The CMA is unhappy with the level of engagement from supermarkets in its Road Fuel Market Study and so will now be conducting formal interviews with the supermarkets’ senior management. The announcement came in an update from Sarah Cardell, chief executive of the CMA.
The CMA said that while the evidence showed that the majority of fuel price increases are due to global factors, such as the Russian invasion of Ukraine, indications are that higher pump prices cannot be attributed solely to factors outside the control of the retailers. Based on evidence gathered as part of the Road Fuel market study, the higher prices drivers are paying at the pumps appear in part to reflect some weakening of competition in the road fuel retail market.
Evidence gathered by the CMA indicates that fuel margins have increased across the retail market, but in particular for supermarkets, over the past four years. As a result of these increasing margins, average 2022 supermarket pump prices appear to be around 5ppl more expensive than they would have been had their average percentage margins remained at 2019 levels.
The CMA found that although supermarkets are often the cheapest retail suppliers of fuel, evidence from internal documents indicates that at least one supermarket has significantly increased its internal forward-looking margin targets over this period. It said that other supermarkets have recognised this change in approach and may have adjusted their pricing behaviour accordingly.
The CMA is also concerned that it may be seeing evidence of weaker competition in diesel, as compared with petrol, since the beginning of 2023. “While some degree of variation in diesel retail margin is to be expected given the high levels of volatility in diesel wholesale prices, the high margins in 2023 appear to have gone on longer than would be expected.” The CMA said it needs to understand whether weaker competition is part of the explanation for this.
In its update it said: “While the level of engagement with the study has varied across supermarkets, we are not satisfied that they have all been sufficiently forthcoming with the evidence they have provided. In particular, important information has only been received late in the day and after several rounds of information gathering. Given the concerns we have about a market of such importance to millions of drivers it is vital we get to the bottom of what is going on.”
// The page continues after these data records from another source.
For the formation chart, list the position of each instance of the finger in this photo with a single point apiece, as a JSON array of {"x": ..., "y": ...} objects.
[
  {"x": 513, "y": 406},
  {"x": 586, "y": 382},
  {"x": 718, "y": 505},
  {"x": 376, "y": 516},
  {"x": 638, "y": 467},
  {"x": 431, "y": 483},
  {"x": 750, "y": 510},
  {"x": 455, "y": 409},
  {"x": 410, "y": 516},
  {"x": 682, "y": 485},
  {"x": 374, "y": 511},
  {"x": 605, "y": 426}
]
The CMA will now conduct formal interviews with the supermarkets’ senior management in order to get to the heart of the issues. It will issue its final report no later than July 7,2023, covering the full range of issues we have considered in this market and setting out any further action that we think is needed.
Reacting to the CMA update, PRA executive director Gordon Balmer said: “The CMA have made supermarkets the focus of their update, noting only that non-supermarket retailers are traditionally price followers in the market.
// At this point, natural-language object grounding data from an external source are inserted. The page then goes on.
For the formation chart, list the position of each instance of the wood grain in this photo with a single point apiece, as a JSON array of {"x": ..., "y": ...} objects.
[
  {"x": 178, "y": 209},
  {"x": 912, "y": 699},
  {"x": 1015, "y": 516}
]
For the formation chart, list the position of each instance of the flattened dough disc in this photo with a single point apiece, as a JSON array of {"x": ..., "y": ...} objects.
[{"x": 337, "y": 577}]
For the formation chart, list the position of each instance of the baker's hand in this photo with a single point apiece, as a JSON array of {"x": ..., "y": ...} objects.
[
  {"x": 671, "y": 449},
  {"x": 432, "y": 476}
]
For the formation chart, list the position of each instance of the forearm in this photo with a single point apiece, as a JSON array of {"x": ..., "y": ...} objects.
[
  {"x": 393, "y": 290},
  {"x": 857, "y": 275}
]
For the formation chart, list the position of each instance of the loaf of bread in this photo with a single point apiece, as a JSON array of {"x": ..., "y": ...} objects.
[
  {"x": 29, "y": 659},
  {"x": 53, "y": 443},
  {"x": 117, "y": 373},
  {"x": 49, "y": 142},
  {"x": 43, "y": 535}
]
“As noted by the CMA, petrol and diesel prices are still volatile due to the ongoing war in Ukraine. The market is very dynamic and independent forecourts are in many cases undercutting supermarkets on price. Our advice to motorists remains to shop around.
“We have cooperated with all of the CMA’s requests for information and will continue to do so as they prepare their final report to be released.”
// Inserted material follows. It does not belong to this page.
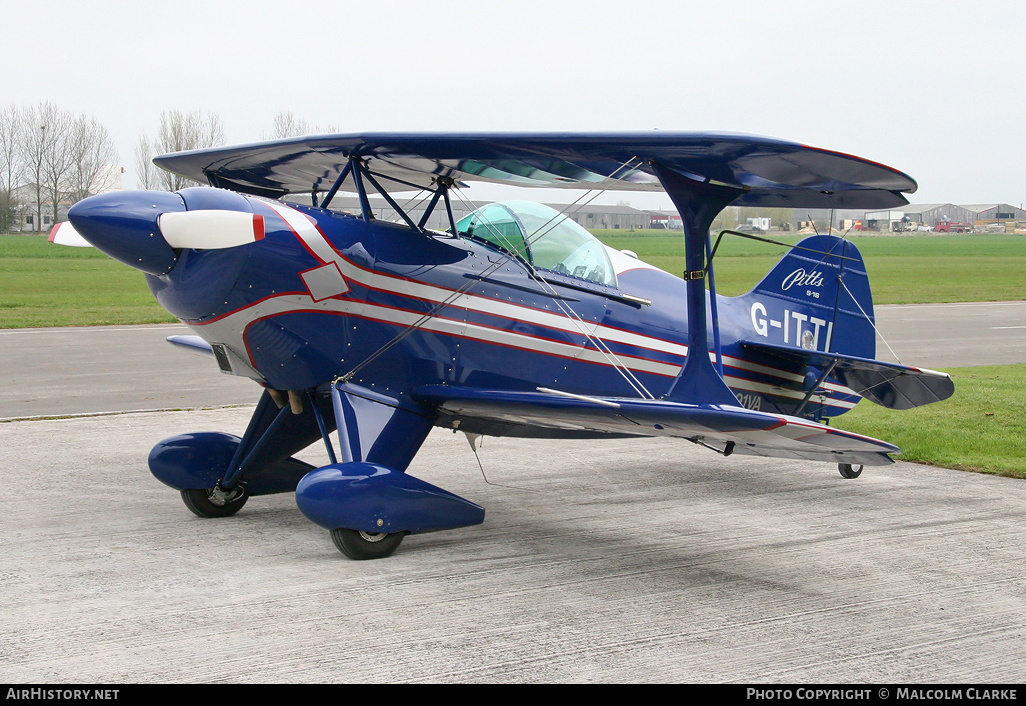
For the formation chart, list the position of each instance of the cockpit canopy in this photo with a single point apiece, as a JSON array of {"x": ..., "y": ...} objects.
[{"x": 541, "y": 236}]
RAC fuel spokesman Simon Williams said: “We are very pleased the CMA has confirmed what we have been saying for a long time about the biggest retailers taking more margin per litre on fuel than they have in the past. Currently, the average price of diesel is more than 20ppl overpriced simply because they refuse to cut their prices. The wholesale price of diesel is actually 4ppl lower than petrol, yet across the country it is being sold for 9ppl more – 154.31ppl compared with 144.95ppl for unleaded.
“Something badly needs to change to give drivers who depend on their vehicles every day a fair deal at the pumps. We hope even better news will be forthcoming later this summer.”